All its production lines in the company’s Gigafactory in Nevada had been converted to focus on the Model 3, and the company had had to “scrounge” battery cells from around the world to continue some level of production on the domestic Powerwall and commercial and grid scale Powerpack battery storage products.
“This year, we expect to allocate 5 to 10% of cell output to energy storage,” Musk said in an analysts call. “There are far fewer cells in a Powerwall than in a car …. so that translates into a decent amount of Powerwall.”
Because of the different demands of the two technologies, Tesla was a blessing to source a variety of cells from different providers for its battery storage products. The EVs need the battery cell source to be homogenous.
“We see 300 per cent growth in powerwall … much faster than automotive,” Musk said. Battery storage will become a bigger and bigger percentage of the Tesla business over time.”
In the first quarter, the battery storage business grew only two per cent, but production in the first quarter has now grown 30 per cent as more capacity was switched back to the energy business. Tesla is also looking to refocus its pricing and delivery for battery storage products, which
“For residential solar and energy storage, traditional industry-wide sales techniques require customized systems, installations and purchasing processes.

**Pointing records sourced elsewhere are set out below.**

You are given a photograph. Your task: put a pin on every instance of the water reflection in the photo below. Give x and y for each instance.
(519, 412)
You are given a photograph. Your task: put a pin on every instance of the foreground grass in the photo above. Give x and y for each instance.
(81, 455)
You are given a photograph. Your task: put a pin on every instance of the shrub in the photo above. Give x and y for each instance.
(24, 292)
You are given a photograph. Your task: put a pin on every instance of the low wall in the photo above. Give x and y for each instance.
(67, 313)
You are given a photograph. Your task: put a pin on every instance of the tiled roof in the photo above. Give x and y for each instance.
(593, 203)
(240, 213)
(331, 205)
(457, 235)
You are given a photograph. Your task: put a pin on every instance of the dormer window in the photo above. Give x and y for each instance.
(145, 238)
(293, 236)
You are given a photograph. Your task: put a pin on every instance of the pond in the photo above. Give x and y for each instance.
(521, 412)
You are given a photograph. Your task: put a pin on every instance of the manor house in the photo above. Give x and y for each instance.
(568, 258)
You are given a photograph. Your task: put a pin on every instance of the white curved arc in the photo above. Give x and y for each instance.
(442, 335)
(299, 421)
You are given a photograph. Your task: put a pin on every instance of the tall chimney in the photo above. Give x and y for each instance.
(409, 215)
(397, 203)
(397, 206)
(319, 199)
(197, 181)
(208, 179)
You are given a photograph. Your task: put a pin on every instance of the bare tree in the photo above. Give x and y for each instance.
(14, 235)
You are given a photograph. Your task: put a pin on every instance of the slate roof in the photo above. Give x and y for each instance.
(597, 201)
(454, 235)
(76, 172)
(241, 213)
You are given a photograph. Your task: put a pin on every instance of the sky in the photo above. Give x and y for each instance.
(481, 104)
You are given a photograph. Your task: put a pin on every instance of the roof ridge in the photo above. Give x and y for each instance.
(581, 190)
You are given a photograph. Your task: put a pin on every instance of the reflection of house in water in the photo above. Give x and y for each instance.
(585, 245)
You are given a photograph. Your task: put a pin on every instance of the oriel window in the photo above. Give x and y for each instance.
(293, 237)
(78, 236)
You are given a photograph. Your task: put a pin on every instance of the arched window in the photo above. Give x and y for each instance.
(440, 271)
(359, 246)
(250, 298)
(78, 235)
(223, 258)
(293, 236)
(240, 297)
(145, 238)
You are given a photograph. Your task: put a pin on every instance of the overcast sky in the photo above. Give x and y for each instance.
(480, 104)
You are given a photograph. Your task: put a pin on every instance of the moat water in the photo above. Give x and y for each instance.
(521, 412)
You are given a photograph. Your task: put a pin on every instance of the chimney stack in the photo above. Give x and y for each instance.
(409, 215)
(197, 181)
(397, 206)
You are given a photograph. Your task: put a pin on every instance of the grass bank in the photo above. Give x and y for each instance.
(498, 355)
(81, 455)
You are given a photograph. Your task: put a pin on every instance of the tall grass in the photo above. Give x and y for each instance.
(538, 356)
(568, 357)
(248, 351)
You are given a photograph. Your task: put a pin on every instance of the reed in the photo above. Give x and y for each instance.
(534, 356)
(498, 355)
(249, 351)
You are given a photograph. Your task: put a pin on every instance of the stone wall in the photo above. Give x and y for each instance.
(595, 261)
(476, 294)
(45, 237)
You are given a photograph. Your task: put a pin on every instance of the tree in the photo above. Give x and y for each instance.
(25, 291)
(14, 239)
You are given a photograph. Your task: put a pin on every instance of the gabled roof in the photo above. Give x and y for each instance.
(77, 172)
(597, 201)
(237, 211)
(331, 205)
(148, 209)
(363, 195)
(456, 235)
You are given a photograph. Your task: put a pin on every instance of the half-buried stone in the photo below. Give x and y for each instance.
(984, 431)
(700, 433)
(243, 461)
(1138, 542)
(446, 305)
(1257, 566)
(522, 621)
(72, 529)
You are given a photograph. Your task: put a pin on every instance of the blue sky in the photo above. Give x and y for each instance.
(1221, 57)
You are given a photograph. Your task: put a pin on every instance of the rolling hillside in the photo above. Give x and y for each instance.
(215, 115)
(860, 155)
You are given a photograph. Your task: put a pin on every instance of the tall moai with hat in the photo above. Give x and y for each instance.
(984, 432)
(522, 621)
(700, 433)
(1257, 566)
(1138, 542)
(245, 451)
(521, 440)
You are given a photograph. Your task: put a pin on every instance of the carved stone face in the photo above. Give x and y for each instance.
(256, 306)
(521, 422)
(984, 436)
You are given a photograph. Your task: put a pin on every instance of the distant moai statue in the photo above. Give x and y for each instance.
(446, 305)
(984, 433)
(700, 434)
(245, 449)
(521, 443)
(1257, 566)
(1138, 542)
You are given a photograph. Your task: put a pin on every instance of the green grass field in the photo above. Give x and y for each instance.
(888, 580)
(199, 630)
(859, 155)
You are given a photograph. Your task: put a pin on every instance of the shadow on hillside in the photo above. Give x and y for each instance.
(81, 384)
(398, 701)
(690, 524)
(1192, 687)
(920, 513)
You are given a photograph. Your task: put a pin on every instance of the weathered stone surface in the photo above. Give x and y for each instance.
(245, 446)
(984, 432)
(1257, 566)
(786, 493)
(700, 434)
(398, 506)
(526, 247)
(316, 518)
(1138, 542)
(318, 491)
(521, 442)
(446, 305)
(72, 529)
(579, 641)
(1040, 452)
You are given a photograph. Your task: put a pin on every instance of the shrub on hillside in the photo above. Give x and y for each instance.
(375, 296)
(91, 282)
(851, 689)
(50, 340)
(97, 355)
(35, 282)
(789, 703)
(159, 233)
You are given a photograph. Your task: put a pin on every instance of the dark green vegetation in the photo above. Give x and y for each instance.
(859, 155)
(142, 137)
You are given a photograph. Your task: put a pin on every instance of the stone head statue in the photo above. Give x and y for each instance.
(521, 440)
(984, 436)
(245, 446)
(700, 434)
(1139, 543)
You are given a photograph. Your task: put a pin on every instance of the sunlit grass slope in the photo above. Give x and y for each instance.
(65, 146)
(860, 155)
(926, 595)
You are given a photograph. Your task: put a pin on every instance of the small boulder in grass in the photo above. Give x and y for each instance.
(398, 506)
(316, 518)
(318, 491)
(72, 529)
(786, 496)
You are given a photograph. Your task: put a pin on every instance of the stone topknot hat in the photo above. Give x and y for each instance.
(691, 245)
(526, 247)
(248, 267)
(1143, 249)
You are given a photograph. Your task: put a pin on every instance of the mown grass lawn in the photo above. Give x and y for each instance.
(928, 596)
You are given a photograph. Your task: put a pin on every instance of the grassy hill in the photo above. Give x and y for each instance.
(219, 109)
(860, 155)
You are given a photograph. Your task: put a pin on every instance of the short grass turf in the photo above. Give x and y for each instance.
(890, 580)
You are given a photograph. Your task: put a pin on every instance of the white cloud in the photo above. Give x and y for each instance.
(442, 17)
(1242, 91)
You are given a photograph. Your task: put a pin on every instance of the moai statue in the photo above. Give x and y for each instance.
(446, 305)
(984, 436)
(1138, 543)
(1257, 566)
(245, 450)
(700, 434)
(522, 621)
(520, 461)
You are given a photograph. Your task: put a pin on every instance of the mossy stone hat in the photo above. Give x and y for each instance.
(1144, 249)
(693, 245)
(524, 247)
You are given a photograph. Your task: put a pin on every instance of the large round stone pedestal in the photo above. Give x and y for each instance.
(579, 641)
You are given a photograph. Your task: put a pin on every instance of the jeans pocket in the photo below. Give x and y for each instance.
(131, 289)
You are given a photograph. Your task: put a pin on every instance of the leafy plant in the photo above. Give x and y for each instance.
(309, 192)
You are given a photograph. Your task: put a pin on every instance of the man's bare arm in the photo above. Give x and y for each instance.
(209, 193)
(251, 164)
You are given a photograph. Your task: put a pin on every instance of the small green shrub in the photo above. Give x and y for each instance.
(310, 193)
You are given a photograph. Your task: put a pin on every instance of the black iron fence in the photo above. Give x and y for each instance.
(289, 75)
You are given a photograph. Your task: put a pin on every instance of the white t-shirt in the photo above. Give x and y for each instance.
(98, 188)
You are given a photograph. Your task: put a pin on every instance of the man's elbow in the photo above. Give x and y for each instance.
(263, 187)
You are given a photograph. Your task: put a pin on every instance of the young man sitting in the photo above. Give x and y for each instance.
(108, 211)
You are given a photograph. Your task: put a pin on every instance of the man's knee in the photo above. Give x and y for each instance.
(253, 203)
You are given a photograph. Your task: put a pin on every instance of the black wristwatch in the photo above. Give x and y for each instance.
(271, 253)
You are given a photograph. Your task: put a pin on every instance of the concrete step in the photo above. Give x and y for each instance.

This results in a cumbersome buying experience and limits market potential.
“As we have done for the vehicle business, the key to accelerating mass adoption is to standardize the product offering, simplify the customer buying experience, and focus on the markets with the strongest economics.
“Our residential customers can now purchase solar and energy storage directly from our website, in standardized increments of capacity.”
Tesla delivered a net operating loss of $US522 million for the first quarter, mostly the result of a delivery bottleneck as it expanded into European and Chinese markets, and what Musk described as an “insane” logistical challenge that it now expects to have solved.